Formatted Title
Optimizing NAPL Remediation in a Complex, Urban Setting: Surfactant Enhanced Extractions and In Situ Chemical Oxidations
Background/Objectives
In situ remediation of NAPL in low permeability and heterogenous lithologies is a challenge for remediation practitioners. Common remediation methods like excavation, ex situ thermal desorption, and in situ soil mixing can prove difficult to implement, especially in deeper zones, areas with critical utility lines, or in urban settings. Complex, expensive equipment and emissions controls can be required for such applications.

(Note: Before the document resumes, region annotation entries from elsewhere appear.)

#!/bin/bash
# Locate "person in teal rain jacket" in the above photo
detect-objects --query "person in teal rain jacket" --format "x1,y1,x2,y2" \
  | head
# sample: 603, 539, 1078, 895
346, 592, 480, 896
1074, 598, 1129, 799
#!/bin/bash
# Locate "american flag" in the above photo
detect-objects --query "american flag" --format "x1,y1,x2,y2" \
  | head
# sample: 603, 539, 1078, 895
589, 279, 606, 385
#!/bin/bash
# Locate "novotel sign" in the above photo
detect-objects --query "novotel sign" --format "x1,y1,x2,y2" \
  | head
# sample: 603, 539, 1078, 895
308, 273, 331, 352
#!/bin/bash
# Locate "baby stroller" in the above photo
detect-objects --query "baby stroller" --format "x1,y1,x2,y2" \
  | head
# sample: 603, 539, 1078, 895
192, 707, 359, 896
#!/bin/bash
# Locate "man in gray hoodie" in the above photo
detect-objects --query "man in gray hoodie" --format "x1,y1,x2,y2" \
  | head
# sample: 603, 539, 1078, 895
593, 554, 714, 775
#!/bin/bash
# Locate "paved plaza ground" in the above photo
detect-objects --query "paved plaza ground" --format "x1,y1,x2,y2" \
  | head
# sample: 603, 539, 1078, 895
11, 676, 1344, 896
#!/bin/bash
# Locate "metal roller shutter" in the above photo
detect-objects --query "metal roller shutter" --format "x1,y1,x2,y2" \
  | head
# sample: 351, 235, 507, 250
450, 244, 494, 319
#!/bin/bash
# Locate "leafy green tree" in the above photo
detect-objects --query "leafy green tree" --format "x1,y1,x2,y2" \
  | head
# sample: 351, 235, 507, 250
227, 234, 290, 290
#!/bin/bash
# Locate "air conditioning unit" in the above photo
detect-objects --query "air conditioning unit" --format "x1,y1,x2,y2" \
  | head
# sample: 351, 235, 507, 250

And in these complicated settings, other in situ remediation methods like dual-phase extraction and pump and treat are often operated for many years due to their limited capture rates from heterogeneous, low permeability soils. In such settings, a sequenced treatment train approach of combined remedies may be appropriate to maximize NAPL removal/destruction rates during shorter operational timeframes.
Approach/Activities
This presentation will focus on a recent and yet-to-be publicized 2022-23 case study where remedial design and implementation were both optimized to enhance NAPL removal/destruction rates to meet long-term objectives in less than one year so the Site could be transferred for public use. The Site included a former MGP facility and gas holder. DNAPL impacts including polycyclic aromatic hydrocarbons (PAHs) were present from approximately 15 to 40 feet below ground surface (ft bgs) across the nearly 29,000 square foot treatment area. Extraction of free phase DNAPL was accomplished through 34 dual-purpose extraction/injection wells. Surfactant enhanced product recovery (SEPR) was conducted to increase mass extraction rates by injecting surfactant solutions at fixed wells and temporary DPT points. After diminishing mass extraction rates were achieved, in-situ chemical oxidation (ISCO) injections were performed at over 210 locations to destroy residual, non-extractable PAH impacts.
Results/Lessons Learned
Four types of NAPL extraction pumps were fielded to maximize recovery rates from different zones across the Site (using nearly 30 pumps in total). Optimizations to the aboveground liquid treatment system were designed to “de-emulsify” extracted NAPL from surfactants and groundwater. SEPR operations removed ~165,000 gallons of DNAPL-surfactant-groundwater emulsion from the Site’s subsurface. During the second phase of remediation, ~70,000 pounds of ISCO amendments were injected. Portions of the extraction system were dynamically operated to enhance ISCO distribution during several portions of the ISCO injection phase. This presentation will highlight the interpretation and use of on-site data to optimize the performance of sequential SEPR and ISCO remedies.